Durante la celebración del quinto aniversario, la jefa de misión de la OIM en Marruecos, Laura Palatini, subrayó la naturaleza cambiante de los desafíos migratorios. «Los desafíos relacionados con la migración son complejos y evolucionan rápidamente. Solo pueden afrontarse de manera eficaz mediante alianzas duraderas basadas en la confianza, la flexibilidad y una visión compartida», declaró Palatini. La responsable de la OIM insistió en que el programa ha permitido construir respuestas «más coherentes, más inclusivas y más sostenibles» en beneficio tanto de los migrantes como de las comunidades de acogida.
Por su parte, el embajador del Reino de los Países Bajos en Marruecos, Dirk Jan Nieuwenhuis, destacó la eficacia de una cooperación construida sobre la confianza mutua, y subrayó que el programa ha reforzado la protección de los migrantes, favorecido su inclusión social y económica, y desarrollado soluciones duraderas para las comunidades.
El programa COMPASS no concluye con este balance.

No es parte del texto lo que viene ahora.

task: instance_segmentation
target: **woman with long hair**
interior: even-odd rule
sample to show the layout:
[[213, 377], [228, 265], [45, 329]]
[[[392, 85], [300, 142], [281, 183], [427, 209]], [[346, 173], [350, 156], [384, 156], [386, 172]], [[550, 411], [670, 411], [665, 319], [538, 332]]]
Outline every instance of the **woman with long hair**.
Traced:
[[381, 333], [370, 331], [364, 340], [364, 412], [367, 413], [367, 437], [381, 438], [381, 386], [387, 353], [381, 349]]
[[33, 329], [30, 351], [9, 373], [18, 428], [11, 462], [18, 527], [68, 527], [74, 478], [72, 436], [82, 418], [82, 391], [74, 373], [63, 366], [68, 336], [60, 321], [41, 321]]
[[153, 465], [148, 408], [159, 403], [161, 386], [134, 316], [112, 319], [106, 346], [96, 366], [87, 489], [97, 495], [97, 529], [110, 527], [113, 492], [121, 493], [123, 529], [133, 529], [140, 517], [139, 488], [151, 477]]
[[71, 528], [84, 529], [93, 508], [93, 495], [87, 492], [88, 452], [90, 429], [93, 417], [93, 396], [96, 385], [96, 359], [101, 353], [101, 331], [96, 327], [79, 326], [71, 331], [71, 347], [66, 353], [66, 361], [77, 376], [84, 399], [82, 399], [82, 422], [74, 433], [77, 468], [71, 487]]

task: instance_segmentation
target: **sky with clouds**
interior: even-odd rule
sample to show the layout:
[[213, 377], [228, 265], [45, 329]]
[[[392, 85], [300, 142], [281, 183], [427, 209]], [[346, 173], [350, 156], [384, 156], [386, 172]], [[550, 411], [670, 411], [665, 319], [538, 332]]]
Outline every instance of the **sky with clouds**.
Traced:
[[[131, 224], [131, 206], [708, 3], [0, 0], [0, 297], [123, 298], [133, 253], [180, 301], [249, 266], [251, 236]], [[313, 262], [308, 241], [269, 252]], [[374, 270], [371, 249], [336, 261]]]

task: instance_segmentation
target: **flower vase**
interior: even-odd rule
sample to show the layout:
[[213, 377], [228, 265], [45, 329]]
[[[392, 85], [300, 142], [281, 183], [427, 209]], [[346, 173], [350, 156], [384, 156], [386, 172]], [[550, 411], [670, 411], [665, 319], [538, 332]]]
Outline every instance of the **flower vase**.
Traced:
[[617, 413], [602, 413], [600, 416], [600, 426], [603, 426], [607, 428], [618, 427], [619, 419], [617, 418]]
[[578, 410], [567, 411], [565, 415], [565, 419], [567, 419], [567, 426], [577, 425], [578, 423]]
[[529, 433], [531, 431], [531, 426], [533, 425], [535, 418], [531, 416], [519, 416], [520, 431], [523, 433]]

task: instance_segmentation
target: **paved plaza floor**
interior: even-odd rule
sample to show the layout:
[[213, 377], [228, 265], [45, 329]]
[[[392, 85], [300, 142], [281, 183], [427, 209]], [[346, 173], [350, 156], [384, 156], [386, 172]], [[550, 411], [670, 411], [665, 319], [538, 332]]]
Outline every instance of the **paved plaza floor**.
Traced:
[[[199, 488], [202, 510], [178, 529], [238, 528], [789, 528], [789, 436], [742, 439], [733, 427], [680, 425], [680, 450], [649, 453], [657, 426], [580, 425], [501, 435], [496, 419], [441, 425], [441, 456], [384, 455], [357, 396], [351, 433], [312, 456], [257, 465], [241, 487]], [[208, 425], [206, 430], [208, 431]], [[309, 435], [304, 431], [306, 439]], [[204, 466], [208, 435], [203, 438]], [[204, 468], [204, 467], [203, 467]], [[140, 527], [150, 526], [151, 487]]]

Su segunda fase, correspondiente al periodo 2024-2027, ya está en marcha. Durante el acto conmemorativo, representantes de las autoridades marroquíes, de la Embajada de Países Bajos, de las colectividades territoriales, de las organizaciones de la sociedad civil y de las propias comunidades migrantes revisaron las lecciones extraídas y trazaron las prioridades para los próximos años.
La OIM Marruecos, el Reino de los Países Bajos y el conjunto de socios han reafirmado su compromiso de impulsar una gobernanza migratoria más coherente, inclusiva y sostenible en el Reino. Marruecos, fiel a su tradición de tierra de acogida y puente entre continentes, demuestra una vez más que la migración bien gestionada no es un desafío, sino una oportunidad de desarrollo compartido.